A model spreading quietly
Albany isn't pioneering this alone. As of 2023, more than a dozen similar multidisciplinary teams were operating across the country, according to the American Psychiatric Association. Cities like Denver, San Francisco, and Charlotte have launched versions tailored to their own streets. The model is spreading because it works on multiple fronts at once.
Police departments have noticed something unexpected: when mental health professionals handle mental health crises, public safety actually improves. "We need to meet them where they're at," Albany's police chief Brendan Cox said. "If we don't get that clinic to them, we're just going to continue to see disorder. We can have this whole spectrum of responses that don't always have to involve the police and start getting people the services they need and increase public health, increase public safety."

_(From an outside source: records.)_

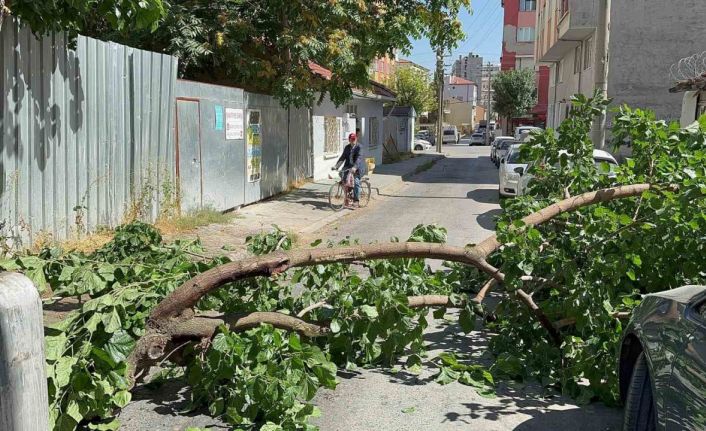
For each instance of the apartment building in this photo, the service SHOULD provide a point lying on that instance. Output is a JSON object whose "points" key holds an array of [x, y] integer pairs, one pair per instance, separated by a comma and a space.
{"points": [[404, 63], [468, 67], [646, 38], [519, 53]]}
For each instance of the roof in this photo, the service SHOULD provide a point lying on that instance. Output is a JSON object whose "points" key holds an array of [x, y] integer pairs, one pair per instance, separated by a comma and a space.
{"points": [[400, 111], [457, 80], [379, 90], [693, 84]]}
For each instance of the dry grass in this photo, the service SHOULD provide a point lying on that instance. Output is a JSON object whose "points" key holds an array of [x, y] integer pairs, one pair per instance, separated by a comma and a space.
{"points": [[88, 243]]}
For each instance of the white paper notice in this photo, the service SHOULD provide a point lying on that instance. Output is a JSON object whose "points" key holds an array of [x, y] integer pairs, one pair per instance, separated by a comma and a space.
{"points": [[235, 127]]}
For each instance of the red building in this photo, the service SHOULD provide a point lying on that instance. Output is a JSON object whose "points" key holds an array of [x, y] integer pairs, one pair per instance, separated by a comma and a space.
{"points": [[518, 53]]}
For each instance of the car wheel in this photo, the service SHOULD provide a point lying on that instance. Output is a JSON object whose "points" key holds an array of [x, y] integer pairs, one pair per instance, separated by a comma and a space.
{"points": [[640, 412]]}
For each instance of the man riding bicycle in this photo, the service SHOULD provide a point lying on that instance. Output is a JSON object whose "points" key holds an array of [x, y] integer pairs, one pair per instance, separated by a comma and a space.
{"points": [[351, 161]]}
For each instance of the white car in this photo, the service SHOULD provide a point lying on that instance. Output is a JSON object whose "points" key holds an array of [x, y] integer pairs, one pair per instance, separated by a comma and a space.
{"points": [[514, 181], [477, 139], [522, 129], [451, 135], [512, 168], [421, 144], [496, 155]]}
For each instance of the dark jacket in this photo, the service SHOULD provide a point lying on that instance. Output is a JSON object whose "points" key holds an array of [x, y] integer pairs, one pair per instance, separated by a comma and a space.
{"points": [[350, 158]]}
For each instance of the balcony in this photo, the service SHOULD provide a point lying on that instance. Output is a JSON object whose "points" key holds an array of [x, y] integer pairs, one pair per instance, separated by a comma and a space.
{"points": [[576, 21]]}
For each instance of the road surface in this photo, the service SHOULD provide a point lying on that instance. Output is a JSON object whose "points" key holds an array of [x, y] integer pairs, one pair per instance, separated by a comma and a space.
{"points": [[459, 193]]}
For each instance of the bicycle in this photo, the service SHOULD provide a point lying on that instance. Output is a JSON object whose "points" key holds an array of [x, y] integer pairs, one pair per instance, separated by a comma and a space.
{"points": [[339, 195]]}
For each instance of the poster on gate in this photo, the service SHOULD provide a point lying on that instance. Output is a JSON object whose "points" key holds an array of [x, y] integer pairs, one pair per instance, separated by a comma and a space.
{"points": [[254, 144], [234, 124]]}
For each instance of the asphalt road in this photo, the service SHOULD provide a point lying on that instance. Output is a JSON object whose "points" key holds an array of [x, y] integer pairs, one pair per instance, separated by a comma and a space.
{"points": [[459, 193]]}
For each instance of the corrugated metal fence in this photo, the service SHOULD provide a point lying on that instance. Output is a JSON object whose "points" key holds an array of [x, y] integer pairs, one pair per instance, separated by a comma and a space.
{"points": [[86, 135], [213, 167]]}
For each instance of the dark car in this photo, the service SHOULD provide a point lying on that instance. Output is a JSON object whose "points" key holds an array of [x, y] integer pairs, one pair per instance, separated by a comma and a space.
{"points": [[662, 365]]}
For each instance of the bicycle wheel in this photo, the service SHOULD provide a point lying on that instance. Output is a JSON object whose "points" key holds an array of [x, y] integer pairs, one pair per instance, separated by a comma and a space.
{"points": [[364, 193], [336, 196]]}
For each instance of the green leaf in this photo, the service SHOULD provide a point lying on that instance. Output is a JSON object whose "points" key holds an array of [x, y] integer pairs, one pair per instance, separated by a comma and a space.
{"points": [[335, 326], [466, 320], [122, 398], [54, 346], [120, 346], [294, 342], [111, 321], [447, 375]]}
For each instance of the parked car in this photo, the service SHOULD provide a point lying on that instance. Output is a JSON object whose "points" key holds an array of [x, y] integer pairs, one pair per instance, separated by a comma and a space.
{"points": [[662, 362], [477, 139], [604, 161], [421, 144], [451, 135], [502, 148], [495, 144], [427, 136], [520, 130], [512, 168]]}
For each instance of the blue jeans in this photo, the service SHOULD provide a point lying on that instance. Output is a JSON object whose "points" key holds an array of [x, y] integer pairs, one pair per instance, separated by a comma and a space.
{"points": [[356, 184]]}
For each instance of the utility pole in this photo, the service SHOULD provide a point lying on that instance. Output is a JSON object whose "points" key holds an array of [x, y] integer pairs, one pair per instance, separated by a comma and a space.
{"points": [[598, 134], [440, 94]]}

It's rare to hear a police chief advocate for fewer police interventions. But the logic is sound: officers trained to enforce law aren't trained to de-escalate psychiatric episodes. Social workers trained in trauma and mental health are. When you send the right person to the right crisis, outcomes improve across the board.
For unhoused people themselves, the shift is material. It means accessing care without the fear of arrest, without the humiliation of being treated as a public disorder rather than a person in need. It means prescriptions filled and housing pathways opened, not handcuffs and a cycle back to the same street corner.
Albany's team is still new—early enough that we don't yet have long-term outcome data. But the momentum is building. As more cities watch and learn, the question isn't whether street psychiatry works. It's how long until it becomes the standard response, not the exception.